Step 1 Specify the name of the certificate Trustpoint that you setup to generate the CSR.
Step 2 Skip this step.
Step 3 Skip this step.
Step 4 Select Import SSL Certificate from the setup task option.
Step 5 This step applies only if you are using copy-and-paste enrollment method. Copy and paste the SSL certificate in PEM format.
Review the summary and click Finish. A wizard status dialog will be launched displaying the status of the SSL certificate import.
Importing SSL Certificate from Trustpoint Details Screen
To import a SSL Certificate, do the following:
Step 1 Click Setup at the top of the window, click PKI in the left-most pane, and select Certificate Trustpoints from the object Selector. The Trustpoint page appears.
Step 2 Select a Trustpoint object from the logical group. The Truspoint details screen appears with the Configuration information.

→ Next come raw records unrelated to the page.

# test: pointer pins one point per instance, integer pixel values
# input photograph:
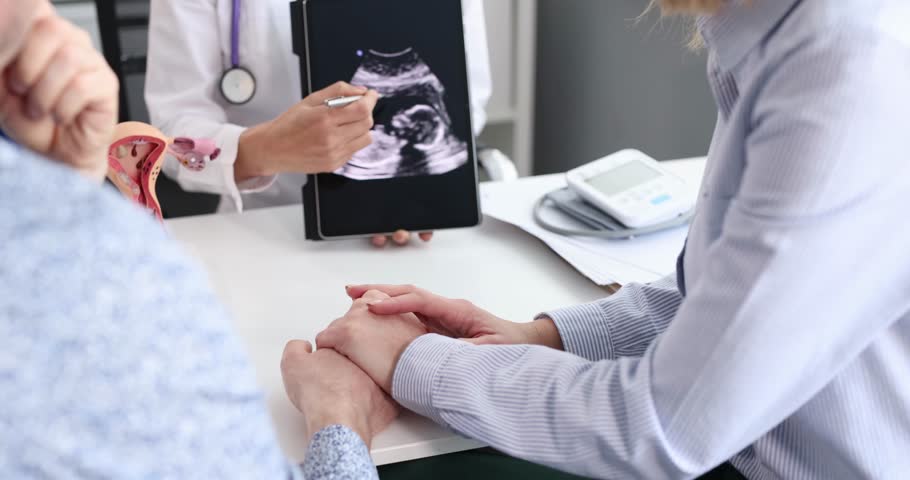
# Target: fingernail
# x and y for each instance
(16, 86)
(34, 112)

Step 3 Click Operations, then select Import SSL Certificate.
Review the summary and click Finish. A wizard status dialog will be launched displaying the status of the SSL certificate import.
How Do I Export Certificates and Private Keys from SSLSM?
The Certificate Export Wizard helps you to export the SSL certificate and the private key from the SSLSM. If you are exporting the SSL certificate and private key to your client machine, you could also export the associated CA certificate chain.
For details of Certificate Export Wizard, see Export Certificates and Private Keys.
How Do I Renew an SSL Certificate?
You can renew Certificates and Key pairs.
Step 1 Click Setup at the top of the window, click PKI in the left-most pane, and select Trustpoints from the object Selector. The Trustpoint page appears.
Step 2 Select a Trustpoint node from the logical group. You can group the Truspoints using Trustpoint Grouper.
Step 3 Select a Trustpoint from the list.
Step 4 Click Operations, then select Renew from the popup menu.
Review the summary and click Finish. A status dialog will be launched displaying the status of the certificate Trustpoint setup.